Growth clocked

Size and temperature predict pace of life.

If you know how big and how warm an animal is, you can work out how long it will take to grow, say researchers. These two factors account for nearly all of the variation in developmental time from plankton to birds¹.

"Despite the incredible complexity of development, and the diversity in form and function, once you account for body size and temperature, hatching time is the same for a salmon, a grasshopper or plankton," says biologist James Gillooly, of the University of New Mexico in Albuquerque.

The model could be extended to measure many other rates, such as lifespan and the speed of population growth, Gillooly believes. "We've devised a formula for a biological clock," he says, "which ticks not in units of time, but in units of energy."

Time for change

Size and temperature are fundamental to the pace of life. Their effects on development have been studied separately for more than a century; this is one of the first attempts to unite them.

Gillooly's group considered how temperature affects the speed of the chemical reactions that power living cells. They combined this with a mathematical model of how size influences an animal's metabolic rate.

Broadly speaking, increasing temperature speeds biological processes, and increasing size slows them down. Bigger animals take longer to develop, and have relatively slower metabolisms.

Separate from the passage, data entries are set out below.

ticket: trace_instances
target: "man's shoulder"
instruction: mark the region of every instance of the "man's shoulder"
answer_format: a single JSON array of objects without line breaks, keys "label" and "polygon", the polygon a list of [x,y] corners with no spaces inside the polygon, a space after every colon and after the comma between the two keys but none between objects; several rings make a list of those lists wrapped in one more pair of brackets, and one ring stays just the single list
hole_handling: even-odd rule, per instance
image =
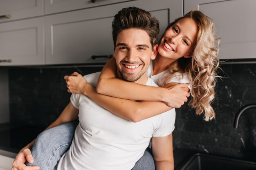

From size and temperature, the model accurately predicts the time from birth to hatching for many species, including birds, fish, amphibians, aquatic insects and plankton.

Despite its good fit to the data, the model has "simplifications that not everyone would go along with", comments ecologist David Atkinson of the University of Liverpool, UK. It works best as a description of broad trends, he says, rather than variation over narrow size ranges, such as within a species.

But, he concludes, "it's a powerful theory - you can explain an awful lot of nature very quickly with only a little information".

Pattern emerging

Egg-layers are particularly suited to this analysis, because all the embryo's food is provided in one go. So growth is not affected by a mother's ability to get food while pregnant, or by the young's luck in fending for itself.

When the animal gets out into the environment, other factors kick in. Gillooly's model is less good at predicting how long an animal will take to grow from birth to its final size, although measuring an organism's chemical composition, and so its diet, improves their predictions.

In recent years, many ecologists have come to believe that, by studying how size, temperature and chemistry influence the way that organisms use and transport resources, they can explain the large-scale patterns seen across the animal and plant kingdoms.